Ukrainian real estate play in Cleveland highlights need to know the beneficial owner
By Tom Cardamone, September 9, 2019
Editor’s note: this piece was originally published in the Cleveland Plain Dealer on August 28, 2019.
Earlier this year, an important legal complaint filed in the state of Delaware alleged that two Ukrainian oligarchs laundered hundreds of millions of dollars via opaque shell companies in a venture that enriched themselves and, in turn, made them the largest commercial real estate holders in Cleveland.
Real estate has long been viewed as an attractive vehicle for money laundering, as the value is generally stable and accrues over time, and large all-cash payments don’t necessarily raise suspicions. Anonymous shell companies that disguise ownership in order to operate without scrutiny from law enforcement or the public are frequently used in real estate deals to obscure the true beneficial owners of the company in question. Money laundering via real estate is a major problem in countries around the world, including the United Kingdom, Canada, Germany and the United States.
Indeed, anonymous commercial real estate purchases are a serious concern, even constituting a threat to U.S. national security. Such was the case when two front organizations for the Iranian government bought a Manhattan skyscraper and used it to avoid sanctions and launder money for 22 years. That this operation could continue for more than two decades speaks to the ease at which opaque corporate entities can evade law enforcement.
While an all-cash, anonymous purchase isn’t proof of money laundering, it raises important questions about who is the actual owner, what is the source of their money, and why they want secrecy. Too often, we don’t know, and neither does law enforcement or the IRS.
Furthermore, how do the sales of major American commercial real estate to criminal actors affect our communities? The buildings the Ukrainian oligarchs acquired in Cleveland fell into high levels of disrepair upon purchase, with one building characterized as “a gaping hole in the heart of a revitalizing downtown.”
The U.S. Treasury Department has developed a unique approach to fighting this problem called Geographic Target Orders (GTOs), which require title insurers to identify the true beneficial owner behind any legal entity acquiring residential real estate worth more than $300,000 in all-cash transactions in major cities and counties throughout the United States.
GTOs work. A report by the Federal Reserve Bank of New York and the University of Miami found that, “After anonymity is no longer freely available to domestic and foreign investors, all-cash purchases by corporations fall by approximately 70 percent, indicating the share of anonymity-seeking investors using LLCs [limited liability companies] as ‘shell corporations.’” The study further found a precipitous “95 percent drop in how much cash shell companies and other corporate entities spent on homes” in Miami-Dade County after a GTO was issued for that metro region in March 2016.
Unfortunately, GTOs do not include commercial real estate transactions and are currently limited to a select few cities and counties, of which Cleveland is not included.
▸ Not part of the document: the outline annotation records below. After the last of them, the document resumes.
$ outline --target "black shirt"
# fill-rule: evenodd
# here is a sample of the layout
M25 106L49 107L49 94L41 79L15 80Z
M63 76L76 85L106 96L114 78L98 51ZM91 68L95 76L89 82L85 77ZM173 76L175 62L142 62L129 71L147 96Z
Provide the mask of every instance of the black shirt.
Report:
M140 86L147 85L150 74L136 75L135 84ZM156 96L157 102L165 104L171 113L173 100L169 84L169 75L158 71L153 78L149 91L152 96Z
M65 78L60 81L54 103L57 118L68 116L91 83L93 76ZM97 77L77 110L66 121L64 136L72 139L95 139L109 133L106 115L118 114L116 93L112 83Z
Thus, the Ukrainian oligarchs were not subject to GTOs when their investment group accumulated what The Plain Dealer’s Michelle Jarboe reported in 2012 was about 2.8 million square feet of office space in the middle of a heartland city.
Excluding commercial real estate transactions in GTOs is a gaping hole in U.S. anti-money-laundering regulation. To a criminal seeking to offload millions of ill-gotten gains, commercial real estate is just as attractive a washing machine as residential. Indeed, U.S. cities, regardless of their international sex appeal, are all vulnerable to these schemes.
Earlier this year, Sens. Bob Menendez, Democrat of New Jersey; Lindsey Graham, Republican of South Carolina; Cory Gardner, Republican of Colorado; Ben Cardin, Democrat of Maryland; and Jeanne Shaheen, Democrat of New Hampshire introduced legislation, now pending in the Senate Committee on Foreign Relations, that would extend GTOs nationwide and make them permanent (rather than subject to six-month renewal, as is currently the case).
They should go further and include commercial real estate in the types of transactions scrutinized under this program. Sens. Sherrod Brown and Rob Portman of Ohio would do well to support such an initiative. Otherwise, American cities and towns will continue to be a haven for dirty money and the myriad criminal elements it brings with it.
Cleveland, like all communities, deserves to know who the owners of their major retail and commercial meeting places are, particularly in an era of historically massive purchases and rampant money laundering. Expanding GTO requirements would ensure that major cash buyers of real estate can be held accountable to the communities, big and small, they are buying into.
Midwesterners are renowned for their friendliness and eagerness to know their neighbors. Congress should support legislation that prevents anyone from taking advantage of that openness.
Tom Cardamone is the CEO and president of Global Financial Integrity, a Washington, D.C.-based think tank dedicated to addressing opacity in the financial system that facilitates money laundering and other illicit financial flows.